Si j'étais dramaturge, je crois que je pourrais écrire une pièce en trois actes à propos de cette soirée. Je pourrais jouer sur les émotions exacerbées par l'alcool, et sur les réactions absolument inattendues qui en résultent. Mais dans les faits, j'assiste plutôt au premier acte depuis le strapontin du fond sans vraiment bien saisir les dialogues, pour complètement patauger pendant tout le reste de la pièce.

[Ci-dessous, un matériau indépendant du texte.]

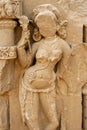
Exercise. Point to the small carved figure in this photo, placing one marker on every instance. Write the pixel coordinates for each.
(38, 83)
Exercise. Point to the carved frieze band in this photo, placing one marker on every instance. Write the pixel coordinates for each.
(10, 8)
(8, 52)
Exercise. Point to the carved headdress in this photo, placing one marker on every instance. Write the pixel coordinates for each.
(57, 16)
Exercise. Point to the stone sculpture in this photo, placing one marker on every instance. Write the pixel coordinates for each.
(53, 66)
(38, 84)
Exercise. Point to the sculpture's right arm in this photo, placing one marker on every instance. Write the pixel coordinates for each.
(26, 57)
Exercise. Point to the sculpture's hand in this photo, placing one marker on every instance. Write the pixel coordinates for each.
(24, 39)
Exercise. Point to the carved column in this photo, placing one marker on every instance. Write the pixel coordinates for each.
(85, 108)
(7, 55)
(8, 14)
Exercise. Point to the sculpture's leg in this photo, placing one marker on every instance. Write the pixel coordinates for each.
(4, 110)
(48, 103)
(32, 110)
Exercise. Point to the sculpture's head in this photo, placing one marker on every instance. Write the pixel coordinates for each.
(47, 19)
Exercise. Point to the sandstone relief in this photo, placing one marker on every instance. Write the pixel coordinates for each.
(43, 65)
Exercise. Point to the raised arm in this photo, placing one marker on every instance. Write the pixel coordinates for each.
(24, 53)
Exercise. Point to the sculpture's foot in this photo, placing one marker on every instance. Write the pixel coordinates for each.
(52, 126)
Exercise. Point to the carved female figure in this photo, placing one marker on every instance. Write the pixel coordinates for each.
(38, 82)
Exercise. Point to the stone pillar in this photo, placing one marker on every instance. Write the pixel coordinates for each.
(7, 56)
(85, 108)
(9, 11)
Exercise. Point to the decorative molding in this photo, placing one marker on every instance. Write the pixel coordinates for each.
(8, 52)
(7, 24)
(10, 8)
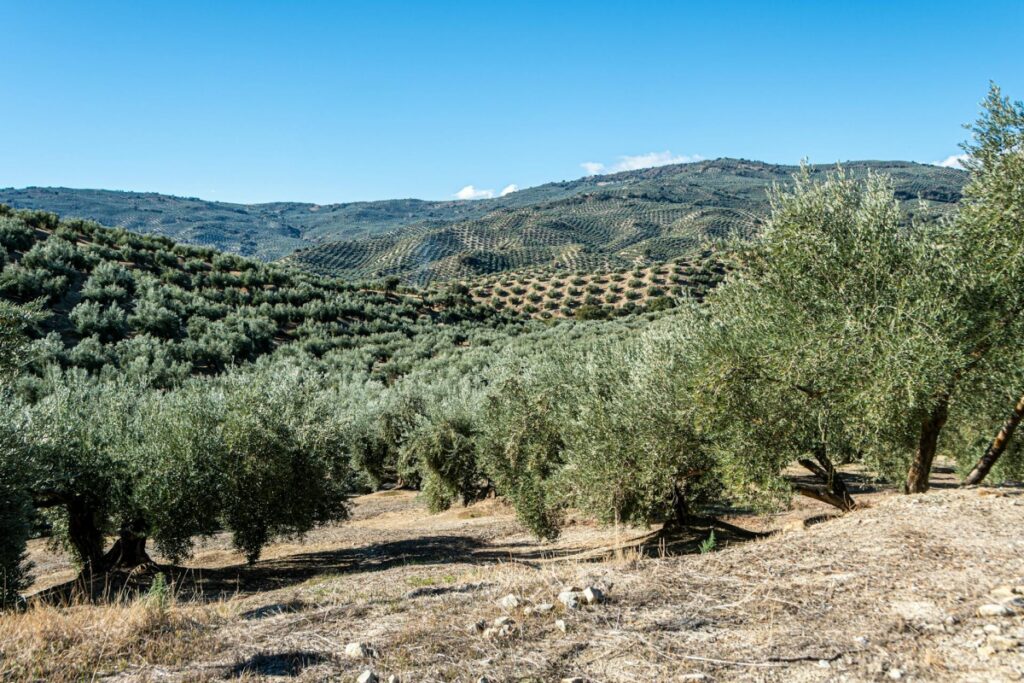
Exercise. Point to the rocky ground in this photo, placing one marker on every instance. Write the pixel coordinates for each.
(925, 588)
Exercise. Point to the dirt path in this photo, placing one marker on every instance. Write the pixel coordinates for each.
(890, 592)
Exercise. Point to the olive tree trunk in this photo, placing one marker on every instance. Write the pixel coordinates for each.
(997, 446)
(128, 551)
(85, 536)
(931, 427)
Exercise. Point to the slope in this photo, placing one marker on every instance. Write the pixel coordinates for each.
(613, 221)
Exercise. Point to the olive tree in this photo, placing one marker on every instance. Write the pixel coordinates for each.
(15, 504)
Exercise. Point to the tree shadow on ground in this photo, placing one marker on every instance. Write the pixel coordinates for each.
(220, 583)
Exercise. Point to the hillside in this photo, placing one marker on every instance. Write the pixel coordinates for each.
(612, 220)
(547, 293)
(628, 219)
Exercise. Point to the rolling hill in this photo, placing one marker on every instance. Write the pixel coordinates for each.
(622, 220)
(635, 218)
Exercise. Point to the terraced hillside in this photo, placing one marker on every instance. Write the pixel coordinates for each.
(635, 218)
(161, 311)
(547, 293)
(646, 216)
(261, 230)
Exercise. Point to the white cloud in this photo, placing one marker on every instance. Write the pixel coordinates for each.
(471, 193)
(952, 161)
(635, 162)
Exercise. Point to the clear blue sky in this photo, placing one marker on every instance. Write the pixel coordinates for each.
(332, 101)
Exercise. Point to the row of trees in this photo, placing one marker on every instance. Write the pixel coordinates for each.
(844, 335)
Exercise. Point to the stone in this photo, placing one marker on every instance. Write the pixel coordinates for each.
(994, 610)
(503, 627)
(1003, 643)
(794, 525)
(1016, 605)
(358, 650)
(569, 598)
(1003, 593)
(510, 601)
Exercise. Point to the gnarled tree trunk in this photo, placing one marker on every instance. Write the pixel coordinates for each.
(85, 536)
(128, 551)
(997, 446)
(931, 427)
(832, 489)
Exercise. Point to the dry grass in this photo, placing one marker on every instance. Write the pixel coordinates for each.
(82, 640)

Quand j'arrive chez Pauline, Chloé est bien là, dans son accoutrement de soirée habituel. Maintenant que j'ai une idée de ce qui tourmente Chloé, j'ai du mal à concevoir qu'elle puisse continuer à passer son temps à arborer cette perruque hideuse et ces tenues en vinyle fluo. En fait, je trouve que cela ne correspond juste pas à la personnalité qu'elle a pu me faire entrevoir ces derniers temps. Et je sais que si elle aime s'habiller comme ça, ce n'est pas mon problème. Pourtant, je ne peux m'empêcher d'avoir cette inexplicable sensation que ça ne lui plaît pas réellement.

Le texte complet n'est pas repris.